Feeling Bad For Jimmy Carter

Seeing the highlights of Jimmy Carter's silly rants last night made me very sad. Not that he was successful at international policy he is the President who gave us Islamic Iran (see Jimmy Carter's Legacy -Islamic Iran) he also gave Zimbabwe the tyrannical Mugabe (see Mugabe's Zimbabwe Reign of Terror: A Jimmy Carter Production)
After the news reports last night I just stared at my set. I actually felt sorry for the guy, Carter's comments about torture as well as what he said about Dick Cheney made the former President seem like a
doddering old fool who would be better off if he took his meds, watched M*A*S*H reruns and then went off to bed with a glass of his favorite fiber drink by 7:00PM.

And then today he added to stupidity by calling for the US to engage with Hamas. You gotta hand it to the drooling old SOB though, he's got fight in him. What he doesn't have is a sense of what is happening in the world and a tin foil hat.

That '70s Show

BY JAMES TARANTO
Jimmy Carter is promoting another new book, this one described by Publisher's Weekly as "less a memoir than an extended brochure for his nonprofit institution, the Carter Center." For the second time in a year, he's been doing the media rounds, and he's given some revealing interviews, in which he's gotten attention less for promoting the Carter Center and his book than for bitterly second-guessing the policies of the current administration.

Lots of people carp about the government--some of us even get paid to do it--but most of us are in no position to answer "yes" to the question: Could you do any better? Carter is unusual in that he has actually done the top job himself, so one can compare. In an interview with Ed Walsh of Boston's WBZ-AM (listen here or download here), Carter faults the Bush administration for the way it is dealing with Iran. No joke:

Walsh: And finally on Iran, what if they continue to defy world opinion and develop a nuclear weapon capability? What should the United States do about it?

Carter: Well, first of all, I think we should be communicating with the Iranians directly, through diplomatic means. Even after the shah was overthrown, we still maintained diplomatic relations with Iran--in fact, that's proven by the fact that my hostages were in Tehran. They had an equal number of diplomats in Washington, about 75 or so, and we should be communicating with them. And secondly, we should assure them that we don't intend to launch a pre-emptive war against them as we did in Iraq. But there are a lot of threats coming out, and that tends to put the Iranians on the defensive and make them want to do everything they can to build up their weaponry. So communicating with them and letting them know that we'll resolve their difference--differences diplomatically would be my recommendation.

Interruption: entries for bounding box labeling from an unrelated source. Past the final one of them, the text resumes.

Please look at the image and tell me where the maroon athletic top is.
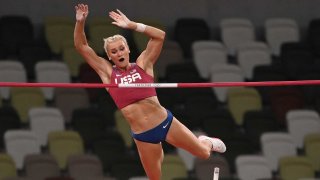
[109,63,157,109]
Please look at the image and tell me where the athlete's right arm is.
[74,4,112,79]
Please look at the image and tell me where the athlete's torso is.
[109,63,157,109]
[109,64,167,133]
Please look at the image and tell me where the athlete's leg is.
[166,118,225,159]
[134,140,163,180]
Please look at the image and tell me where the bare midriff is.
[121,96,167,134]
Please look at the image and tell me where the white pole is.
[213,167,219,180]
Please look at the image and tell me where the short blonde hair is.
[103,34,129,57]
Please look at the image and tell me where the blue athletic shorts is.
[131,110,173,144]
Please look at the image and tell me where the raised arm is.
[109,10,165,70]
[74,4,112,79]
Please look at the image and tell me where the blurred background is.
[0,0,320,180]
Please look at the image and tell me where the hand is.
[109,9,131,28]
[75,4,89,21]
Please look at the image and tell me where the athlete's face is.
[107,39,130,68]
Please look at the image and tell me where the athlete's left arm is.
[138,25,166,69]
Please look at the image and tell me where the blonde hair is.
[103,34,129,58]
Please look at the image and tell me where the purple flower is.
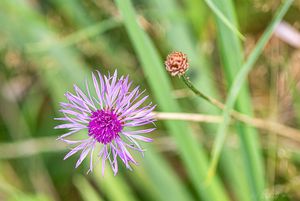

This column agrees that in most situations appeasement and diplomacy are better than war. For example, we wouldn't advocate a military strike, or even the threat of such a strike, against Canada to resolve the current dispute over access to the Northwest Passage.

But when you're dealing with a real enemy as opposed to a friendly adversary like Canada, you sometimes do need to go to war--or, short of that, to use the threat of war to give muscle to your diplomatic effort. The crucial question about the course Carter proposes is: Would it work?